Salah satu wartawan yang tidak mau disebutkan namanya menyebut awalnya dia bersama rekannya hendak mewawancarai Ketua RT O5 RW 01, Komplek Polri, Duren Tiga, Jakarta Selatan.
"Pertama ke rumah Pak RT kan, didatenginnya sama Ibunya yang keluar, nanya-nanya kan, katanya Bapaknya itu nggak mau ngomong lagi," kata wartawan tersebut, Kamis (14/7/2022).
Di rumah Pak RT kedua wartawan itu mendapatkan informasi jika kediaman rumah Pak RT didatangi lima orang polisi pada Rabu (13/7/2022) malam.
Setelah selesai, keduanya kembali berjalan untuk mencari saksi lain bernama Asep yang diketahui seorang petugas kebersihan.

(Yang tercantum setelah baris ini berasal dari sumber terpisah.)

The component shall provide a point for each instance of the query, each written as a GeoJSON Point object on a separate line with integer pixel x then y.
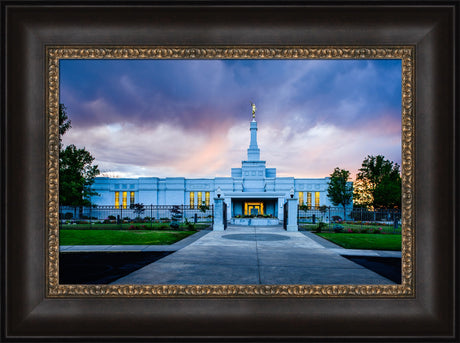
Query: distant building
{"type": "Point", "coordinates": [251, 189]}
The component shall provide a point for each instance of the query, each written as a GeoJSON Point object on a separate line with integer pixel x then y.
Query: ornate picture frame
{"type": "Point", "coordinates": [36, 307]}
{"type": "Point", "coordinates": [405, 54]}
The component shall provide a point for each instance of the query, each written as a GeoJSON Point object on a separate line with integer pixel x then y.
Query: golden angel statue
{"type": "Point", "coordinates": [253, 109]}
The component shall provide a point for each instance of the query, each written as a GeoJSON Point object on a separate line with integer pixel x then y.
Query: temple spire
{"type": "Point", "coordinates": [253, 151]}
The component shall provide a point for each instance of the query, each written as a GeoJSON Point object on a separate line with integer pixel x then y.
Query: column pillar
{"type": "Point", "coordinates": [292, 214]}
{"type": "Point", "coordinates": [218, 214]}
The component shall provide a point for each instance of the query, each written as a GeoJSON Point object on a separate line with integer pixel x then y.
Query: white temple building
{"type": "Point", "coordinates": [251, 189]}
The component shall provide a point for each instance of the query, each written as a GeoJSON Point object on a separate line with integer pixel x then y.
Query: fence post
{"type": "Point", "coordinates": [151, 214]}
{"type": "Point", "coordinates": [121, 217]}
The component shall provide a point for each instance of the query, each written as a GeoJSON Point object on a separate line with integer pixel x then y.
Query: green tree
{"type": "Point", "coordinates": [340, 190]}
{"type": "Point", "coordinates": [76, 175]}
{"type": "Point", "coordinates": [76, 172]}
{"type": "Point", "coordinates": [383, 182]}
{"type": "Point", "coordinates": [64, 121]}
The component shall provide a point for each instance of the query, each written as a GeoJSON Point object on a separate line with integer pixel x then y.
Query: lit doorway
{"type": "Point", "coordinates": [254, 208]}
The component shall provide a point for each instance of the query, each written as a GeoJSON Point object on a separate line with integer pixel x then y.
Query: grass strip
{"type": "Point", "coordinates": [364, 240]}
{"type": "Point", "coordinates": [121, 237]}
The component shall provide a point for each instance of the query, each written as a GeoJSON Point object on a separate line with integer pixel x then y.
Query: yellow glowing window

"Ketemu lah Pak Asep lah di pertigaan tuh di pinggir jalan. Oh iya saya Pak Asep, oh ya udah. Sambil wawancara tuh sempat ada orang nyamperin, manggil si Pak Asep, terus ya udah kita lanjut wawancara tuh sama Pak Asep sambil videoin segala macam," ucapnya.
Di tengah wawancara, datang lagi tiga orang berbaju hitam itu langsung mengambil handphone kedua wartawan itu dan menghapus foto hingga video.
Di samping itu, tas keduanya juga diperiksa oleh orang tidak dikenal tersebut.
"Pas udah agak jauh, disamperin lagi tuh bertiga. Langsung 'sini mana handphonenya mana handphonenya.' Langsung dihapus-hapusin (videonya). Ada 3 video," ucapnya.